Human Sample Processing and Isolation of Extracellular Vesicles with Size Exclusion Chromatography
J. Nathaniel Diehl, Amelia Ray, Lauren B. Collins, Andrew Peterson, Kyle C. Alexander, John S. Ikonomidis, Adam W. Akerman
Extracellular vesicles
EVs
Exosomes
TRPS
Tunable resistive pulse sensing
Human plasma
Automatic fraction collector
AFC
qEV
Size exclusion chromatography
qNano Gold
Abstract
This protocol details the steps necessary to isolate circulating plasma extracellular vesicles (EVs) from human peripheral blood samples. This protocol utilizes an automated fraction collector (AFC) and qEV size-exclusion chromatography columns from IZON Science. This is intended to serve as the first step in the workflow for EV quantification along with “Measurement of extracellular vesicles with tunable resistance pulse sensing (TRPS).”
Before start
Ensure that you have an adequate quantity of buffer (1x sterile-filtered PBS)* If you already have frozen human plasma samples, skip to “EV Isolation”.
Attachments
Steps
Human plasma collection
Collect 5mL peripheral venous blood by a trained nurse or phlebotomist into prelabeled EDTA-coated evacuated tubes.

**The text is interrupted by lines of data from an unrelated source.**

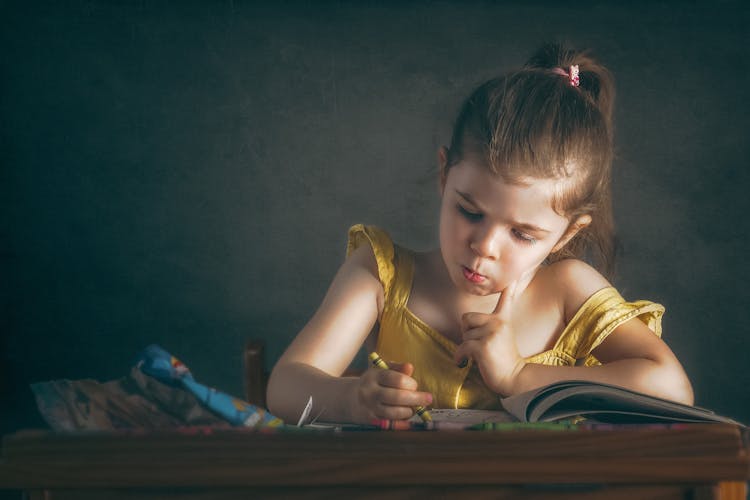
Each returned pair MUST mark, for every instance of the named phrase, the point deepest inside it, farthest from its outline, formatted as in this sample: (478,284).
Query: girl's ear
(580,223)
(443,167)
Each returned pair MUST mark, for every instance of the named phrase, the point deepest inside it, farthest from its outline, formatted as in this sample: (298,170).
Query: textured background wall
(184,173)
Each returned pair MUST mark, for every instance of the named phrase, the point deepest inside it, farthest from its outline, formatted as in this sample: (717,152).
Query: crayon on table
(377,362)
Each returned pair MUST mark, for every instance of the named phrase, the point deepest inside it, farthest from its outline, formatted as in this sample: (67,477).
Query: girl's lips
(472,276)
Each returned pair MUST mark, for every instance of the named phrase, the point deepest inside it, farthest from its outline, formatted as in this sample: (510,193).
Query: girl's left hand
(490,342)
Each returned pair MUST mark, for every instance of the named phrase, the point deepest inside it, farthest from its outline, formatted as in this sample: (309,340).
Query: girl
(505,304)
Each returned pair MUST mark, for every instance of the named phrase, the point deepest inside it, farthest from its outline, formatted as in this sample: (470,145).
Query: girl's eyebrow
(523,225)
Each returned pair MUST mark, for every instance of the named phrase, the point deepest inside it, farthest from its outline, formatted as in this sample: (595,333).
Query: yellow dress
(404,337)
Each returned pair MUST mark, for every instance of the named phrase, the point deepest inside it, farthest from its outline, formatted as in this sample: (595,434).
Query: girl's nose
(486,244)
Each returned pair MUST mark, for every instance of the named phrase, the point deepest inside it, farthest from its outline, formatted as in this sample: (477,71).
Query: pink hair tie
(575,80)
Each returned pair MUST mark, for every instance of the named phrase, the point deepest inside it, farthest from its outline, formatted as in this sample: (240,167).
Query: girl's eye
(471,216)
(523,238)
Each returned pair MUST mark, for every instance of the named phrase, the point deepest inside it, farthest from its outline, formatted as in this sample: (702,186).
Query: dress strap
(598,317)
(382,247)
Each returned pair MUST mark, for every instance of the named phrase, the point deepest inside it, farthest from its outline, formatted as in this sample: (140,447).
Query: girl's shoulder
(573,282)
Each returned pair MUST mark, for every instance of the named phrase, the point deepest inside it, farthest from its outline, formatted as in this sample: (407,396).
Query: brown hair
(533,123)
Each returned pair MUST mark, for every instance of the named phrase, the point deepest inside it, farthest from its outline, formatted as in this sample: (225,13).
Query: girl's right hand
(389,394)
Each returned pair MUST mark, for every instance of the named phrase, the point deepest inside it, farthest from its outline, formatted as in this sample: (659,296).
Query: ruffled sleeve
(382,247)
(598,317)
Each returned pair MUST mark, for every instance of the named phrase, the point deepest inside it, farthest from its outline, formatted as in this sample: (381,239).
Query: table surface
(189,457)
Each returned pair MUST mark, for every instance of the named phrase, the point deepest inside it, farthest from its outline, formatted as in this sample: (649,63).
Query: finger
(464,353)
(390,412)
(503,303)
(399,397)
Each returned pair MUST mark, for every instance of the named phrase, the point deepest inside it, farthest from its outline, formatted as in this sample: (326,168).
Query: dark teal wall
(184,173)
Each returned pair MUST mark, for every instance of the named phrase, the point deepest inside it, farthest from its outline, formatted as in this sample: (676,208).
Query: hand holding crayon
(378,362)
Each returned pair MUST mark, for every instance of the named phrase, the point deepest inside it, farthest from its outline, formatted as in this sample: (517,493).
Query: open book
(601,402)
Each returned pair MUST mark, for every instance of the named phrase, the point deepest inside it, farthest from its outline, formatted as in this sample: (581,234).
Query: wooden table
(695,461)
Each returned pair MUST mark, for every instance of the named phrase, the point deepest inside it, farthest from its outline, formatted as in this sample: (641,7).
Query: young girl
(505,304)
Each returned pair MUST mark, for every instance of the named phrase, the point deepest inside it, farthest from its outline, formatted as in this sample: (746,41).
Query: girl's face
(493,233)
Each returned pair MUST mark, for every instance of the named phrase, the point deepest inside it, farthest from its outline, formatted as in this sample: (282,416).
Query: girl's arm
(631,356)
(313,363)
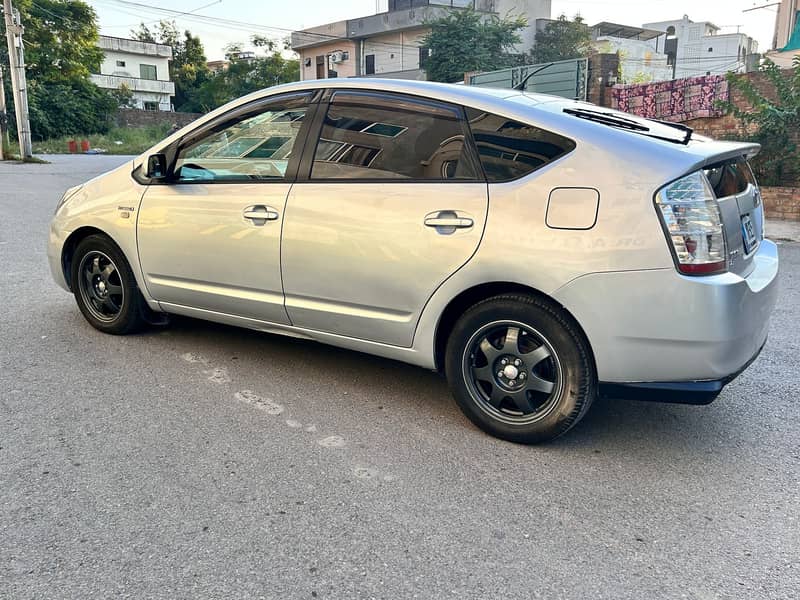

Immediately after the sample is collected, mix the tube thoroughly and store at Room temperature (< 2h 0m 0s).
Centrifuge whole blood at 2500x g,0h 0m 0s for 0h 15m 0s at Room temperature.
Collect the topmost layer (plasma) of supernatant into a 15 mL conical tube.
Carefully avoid disruption of the next layer (buffy coat). Leave 1 cm of plasma above the buffy coat.
Centrifuge the plasma again at 2500x g,0h 0m 0s for 0h 15m 0s at Room temperature.
Avoiding the bottom ~100µL of plasma, collect the topmost plasma into a new 15mL conical tube.
Aliquot desired volumes into labeled freezer-safe microcentrifuge tubes.
Snap freeze plasma fractions and store at -81°C.
EV Isolation
Thaw human plasma at Room temperature and centrifuge plasma 2500x g,0h 0m 0s for 0h 15m 0s at 4°C.
Power on IZON automated fraction collector (AFC).
Select SETUP > calibration.
Follow the on-screen prompts provided by the AFC to calibrate the machine using the provided 10g weight.
Insert a new 35 nm qEVsingle column into the column mount and allow the machine to register it.
Column settings: qEV = 35 nm , count = 4, size = 0.2mL, void = 0.8mL, sample = 0.15mL.
Follow on-screen prompts, click OK to proceed to next step.
Permit existing buffer + 2mL additional 1x sterile filtered PBS to flush the column.
Once flush has completed, click OK to proceed to next step.
Load 150µL human plasma sample in a drop-wise manner into the center of the column.
Click OK to proceed to next step.
Once the sample has completely entered the column, carefully load 2mL 1x PBS into the top of the column in a drop-wise manner.
Continue to add buffer as needed until the extraction is complete.
If the collection stops at this point, ensure adequate buffer remains above the beads in the column and click OK to proceed.
Once the AFC has finished the extraction, combine the first three fractions and discard or store the fourth.
Discard the used qEVsingle column and clean the central well with a kimwipe delicate task wipe.
Repeat steps 12 -18 for additional samples.
Remove peristaltic pump tubing from below the column mount by removing the plastic cover on the peristaltic pump.
Flush plastic tubing with 5mL filtered water using a 10 mL syringe and replace plastic tubing on AFC.
Combine fractions 1-3 and immediately process for use on TRPS, store short term (1-2 weeks) at -20°C, or store long term (> 2 weeks) at -81°C.